I'm trying to find the area of an ellipse given by $x^2 - xy + y^2 = 2$.
I am using the mapping $(u, v) = (x-\frac{y}{2}, \frac{\sqrt{3}y}{2})$, since the ellipse can be written as $(x-\frac y 2) ^2 + \frac {3y^2}{4} = 2$, so $u^2 + v^2 = 2$.
I get that $\frac {\partial (x,y)}{\partial(u,v)} = 2/\sqrt3$
And so my integral would be $\frac {2} {\sqrt{3}} \iint_D u^2 + v^2 du \, dv$.
In polar co-ordinates, this comes to $\frac {2} {\sqrt{3}} \int_0^2 \int_0^{2\pi} r^3 dr \, d\theta = \frac {16\pi}{\sqrt{3}}$.

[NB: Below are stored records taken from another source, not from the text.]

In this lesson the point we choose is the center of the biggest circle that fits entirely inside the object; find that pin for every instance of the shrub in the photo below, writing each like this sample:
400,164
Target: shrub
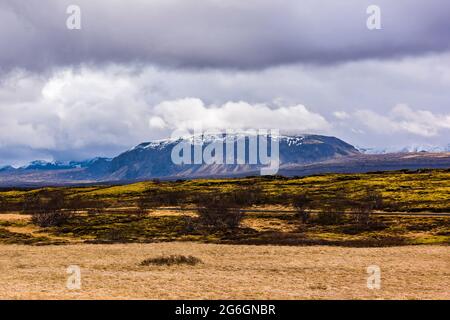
51,219
301,204
218,211
329,217
171,260
48,208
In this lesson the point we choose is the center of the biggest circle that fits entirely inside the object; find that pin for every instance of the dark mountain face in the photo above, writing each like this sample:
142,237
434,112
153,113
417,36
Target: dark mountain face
298,155
153,159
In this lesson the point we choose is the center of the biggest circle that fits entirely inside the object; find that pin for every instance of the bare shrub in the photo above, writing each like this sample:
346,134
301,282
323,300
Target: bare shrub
329,216
218,211
48,208
247,196
301,204
171,260
50,219
363,209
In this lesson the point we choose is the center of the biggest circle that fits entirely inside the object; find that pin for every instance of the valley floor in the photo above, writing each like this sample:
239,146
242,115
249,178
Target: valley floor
227,272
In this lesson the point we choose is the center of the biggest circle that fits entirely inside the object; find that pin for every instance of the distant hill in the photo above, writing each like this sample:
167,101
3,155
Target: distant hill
299,155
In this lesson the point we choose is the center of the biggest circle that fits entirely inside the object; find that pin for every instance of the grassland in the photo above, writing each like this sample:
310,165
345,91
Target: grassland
271,254
227,272
117,220
408,191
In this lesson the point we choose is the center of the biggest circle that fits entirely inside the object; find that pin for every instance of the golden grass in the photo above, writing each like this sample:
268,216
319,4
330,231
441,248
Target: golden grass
227,272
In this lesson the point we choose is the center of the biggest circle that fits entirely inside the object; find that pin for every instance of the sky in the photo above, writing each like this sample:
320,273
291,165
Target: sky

However, the correct answer is $\frac { 4 \pi } {\sqrt3}$ given here http://tutorial.math.lamar.edu/Classes/CalcIII/ChangeOfVariables.aspx#MultInt_Change_Ex4
What is wrong with my method? I'm assuming its something to do with my original mapping because that is where my solution diverges from the one given, but I don't see why my mapping is invalid.
I checked your method and calculations: it's set up correctly, it almost works, and it is fine to use instead of the substitution in the solution given. But the error happens when you convert to polar coordinates, where you overcompensated for the different radius.
In your case, $u^2+v^2 = 2$, so you have a circle of radius $\sqrt 2$. So the endpoints of your integral with respect to $r$ should not be 0 and 2, they should be 0 and $\sqrt 2 $.